1. Field of the Invention
The invention relates to a method and system of compacting sparse directories in a file system. In a specific implementation, the invention relates to such a method and system of compacting sparse directories in a file system, in particular, in a network attached storage (NAS) device.
2. Description of the Background
In the computer industry, storage technology has evolved rapidly over the past number of years, and storage capacity has increased dramatically as the need for managing, storing and accessing large amounts of data increases with various organizations' needs.
Traditionally, such data has been managed and accessed through the creation of a file system. One of the first traditional file systems was a hierarchical structure made up of a tree of directories including a root directory and subdirectories underneath it. More specifically, a directory is a recursive structure that contains entries. Each entry is a file. A file may be a special file, called a directory file, or it may be a data file. The contents of a directory file are generated by the file system, and users generate the contents of a data file. In the remainder of this document, the term file represents both data files and directory files interchangeably.

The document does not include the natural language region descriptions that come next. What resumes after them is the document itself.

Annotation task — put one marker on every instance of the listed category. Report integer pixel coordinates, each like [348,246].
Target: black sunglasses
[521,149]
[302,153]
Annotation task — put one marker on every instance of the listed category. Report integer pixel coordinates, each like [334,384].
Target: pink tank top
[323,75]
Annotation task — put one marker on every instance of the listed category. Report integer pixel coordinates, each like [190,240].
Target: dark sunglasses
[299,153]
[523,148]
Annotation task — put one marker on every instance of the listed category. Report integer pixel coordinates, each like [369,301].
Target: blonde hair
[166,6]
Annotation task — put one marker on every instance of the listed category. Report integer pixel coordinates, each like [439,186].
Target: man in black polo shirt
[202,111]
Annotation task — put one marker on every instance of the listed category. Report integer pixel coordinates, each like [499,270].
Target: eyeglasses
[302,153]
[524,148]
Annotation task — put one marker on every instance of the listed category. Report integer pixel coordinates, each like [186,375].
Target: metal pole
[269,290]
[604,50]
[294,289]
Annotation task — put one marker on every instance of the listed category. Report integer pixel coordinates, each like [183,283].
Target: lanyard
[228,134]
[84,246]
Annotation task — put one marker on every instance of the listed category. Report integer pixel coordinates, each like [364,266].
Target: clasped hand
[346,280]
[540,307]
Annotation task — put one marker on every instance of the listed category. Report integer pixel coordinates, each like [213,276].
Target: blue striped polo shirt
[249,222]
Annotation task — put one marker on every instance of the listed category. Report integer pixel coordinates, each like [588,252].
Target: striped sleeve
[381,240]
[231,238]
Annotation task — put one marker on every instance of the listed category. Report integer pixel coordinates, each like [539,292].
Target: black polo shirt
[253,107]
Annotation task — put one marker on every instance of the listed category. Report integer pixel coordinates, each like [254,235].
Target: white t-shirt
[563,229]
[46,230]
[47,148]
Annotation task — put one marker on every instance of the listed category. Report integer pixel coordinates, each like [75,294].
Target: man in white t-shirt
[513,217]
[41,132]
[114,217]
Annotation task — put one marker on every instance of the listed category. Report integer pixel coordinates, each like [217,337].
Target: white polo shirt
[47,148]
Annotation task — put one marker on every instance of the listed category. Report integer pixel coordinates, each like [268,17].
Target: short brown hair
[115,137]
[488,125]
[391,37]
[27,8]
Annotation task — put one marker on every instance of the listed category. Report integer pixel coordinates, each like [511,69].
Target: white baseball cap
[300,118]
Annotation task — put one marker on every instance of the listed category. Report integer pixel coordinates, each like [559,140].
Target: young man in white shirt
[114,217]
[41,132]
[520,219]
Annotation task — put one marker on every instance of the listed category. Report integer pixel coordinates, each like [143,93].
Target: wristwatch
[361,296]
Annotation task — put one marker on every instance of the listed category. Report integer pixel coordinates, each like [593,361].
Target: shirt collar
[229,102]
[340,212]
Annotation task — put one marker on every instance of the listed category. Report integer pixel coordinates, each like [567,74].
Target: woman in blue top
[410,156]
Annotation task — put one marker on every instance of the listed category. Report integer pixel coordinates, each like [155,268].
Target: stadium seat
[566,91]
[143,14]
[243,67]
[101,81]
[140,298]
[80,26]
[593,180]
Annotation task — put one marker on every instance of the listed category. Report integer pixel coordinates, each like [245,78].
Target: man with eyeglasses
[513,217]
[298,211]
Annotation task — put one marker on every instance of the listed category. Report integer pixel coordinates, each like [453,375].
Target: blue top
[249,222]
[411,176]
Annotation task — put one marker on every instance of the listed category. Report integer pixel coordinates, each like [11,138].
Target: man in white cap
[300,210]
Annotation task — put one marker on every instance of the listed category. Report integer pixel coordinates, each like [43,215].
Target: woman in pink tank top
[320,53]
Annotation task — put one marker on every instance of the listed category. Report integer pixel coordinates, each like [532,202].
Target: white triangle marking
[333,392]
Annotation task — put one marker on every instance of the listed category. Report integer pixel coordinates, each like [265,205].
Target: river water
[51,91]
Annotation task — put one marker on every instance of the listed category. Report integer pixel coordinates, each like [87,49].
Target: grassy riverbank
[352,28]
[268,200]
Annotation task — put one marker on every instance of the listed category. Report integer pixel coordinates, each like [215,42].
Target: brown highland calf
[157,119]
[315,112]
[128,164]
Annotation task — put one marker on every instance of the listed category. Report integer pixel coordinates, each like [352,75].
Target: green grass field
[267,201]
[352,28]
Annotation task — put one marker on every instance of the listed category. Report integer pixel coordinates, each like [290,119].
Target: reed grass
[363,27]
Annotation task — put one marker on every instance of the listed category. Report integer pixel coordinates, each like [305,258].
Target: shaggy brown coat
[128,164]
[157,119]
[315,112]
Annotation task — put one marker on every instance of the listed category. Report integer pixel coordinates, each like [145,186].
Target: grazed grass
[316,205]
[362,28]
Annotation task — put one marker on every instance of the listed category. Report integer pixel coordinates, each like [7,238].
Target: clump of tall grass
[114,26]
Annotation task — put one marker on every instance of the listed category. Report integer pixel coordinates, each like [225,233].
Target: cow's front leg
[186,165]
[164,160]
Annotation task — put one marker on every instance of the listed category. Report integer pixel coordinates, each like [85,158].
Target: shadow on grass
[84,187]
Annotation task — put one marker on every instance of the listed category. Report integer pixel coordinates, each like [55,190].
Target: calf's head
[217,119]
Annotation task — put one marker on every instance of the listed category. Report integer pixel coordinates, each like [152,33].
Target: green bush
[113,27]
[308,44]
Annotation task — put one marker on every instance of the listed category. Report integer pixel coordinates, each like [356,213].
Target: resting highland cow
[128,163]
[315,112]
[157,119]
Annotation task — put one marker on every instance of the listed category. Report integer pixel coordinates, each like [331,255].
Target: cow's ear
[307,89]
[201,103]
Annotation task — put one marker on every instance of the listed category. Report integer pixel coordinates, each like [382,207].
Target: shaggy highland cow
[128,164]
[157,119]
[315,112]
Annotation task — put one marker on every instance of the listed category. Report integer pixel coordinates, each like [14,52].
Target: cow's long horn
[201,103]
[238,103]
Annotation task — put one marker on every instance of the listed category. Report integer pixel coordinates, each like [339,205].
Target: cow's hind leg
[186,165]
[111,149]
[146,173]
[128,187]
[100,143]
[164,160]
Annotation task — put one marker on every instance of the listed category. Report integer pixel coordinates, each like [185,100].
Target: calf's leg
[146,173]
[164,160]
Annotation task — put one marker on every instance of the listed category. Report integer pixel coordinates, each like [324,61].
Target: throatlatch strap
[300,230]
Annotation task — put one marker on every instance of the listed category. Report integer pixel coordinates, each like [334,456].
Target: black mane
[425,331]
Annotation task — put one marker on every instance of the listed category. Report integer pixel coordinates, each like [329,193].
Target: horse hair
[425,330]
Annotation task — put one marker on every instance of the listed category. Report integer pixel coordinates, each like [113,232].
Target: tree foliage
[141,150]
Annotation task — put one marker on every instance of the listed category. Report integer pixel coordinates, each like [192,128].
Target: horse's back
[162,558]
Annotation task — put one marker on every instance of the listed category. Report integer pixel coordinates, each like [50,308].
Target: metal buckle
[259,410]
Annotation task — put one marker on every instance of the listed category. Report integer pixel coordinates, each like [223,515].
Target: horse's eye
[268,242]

When a file system contains a large number of files, a mechanism is required to divide the set of all files into subsets of related files. That grouping of files helps a user to navigate through what is potentially a very large collection of files. As already discussed, one of the first most popular groupings employed by file systems is the hierarchical directory structure, with the topmost node in the tree called the root directory.
Such directories organize its information through a collection of records known as directory entries, each of which represents a single file or another directory. A single directory entry contains an I-node number, entry allocation size, filename size, the filename, and padding. The I-node number is a unique file identifier. The allocation size is the space consumed by the file name plus padding. This information allows a user to compute the size, in bytes, of the directory entry. The file name length corresponds to the allocation size minus the padding size, or in other words, the actual bytes consumed by the name of the file.
Early implementations of directory files organized the directory entries as a sequential list of records. In order to find a specific directory entry, a user had to scan the list sequentially. In such systems, once directories grew to more than a few hundred files, the list concept could no longer work because of the excessive time needed to find a particular filename.
A more recent implementation for large directories, maintains files in a sequence of hash tables. A hash table is a popular technique for fast search, insert and delete operations on a large collection of records. It is a table of linked lists and has a fixed number of “buckets,” each of which is the start of a single link list. Each record in the collection provides a key that will be mapped into one, and only one, of the buckets. The value of that key is referred to as the record's hash value. Thus, when searching for a particular record, the file sytem only has to inspect a single list corresponding to the record's hash value, thereby significantly cutting down on the magnitude of the search space.
Such an implementation allows for fast insert, delete and look-up of files. However, inserting a large number of files will cause the size of the directory to grow so that, if a large number of files are subsequently deleted, large regions of the directory will become empty, and it becomes time consuming to find a file because many empty regions have to be inspected during the search.
In accordance with the invention described herein, there is provided a method and system which solves the problem of the prior art, in particular when a hashing scheme is used in implementing a directory, when it is desired to compact the directory due to a large number of files having been deleted.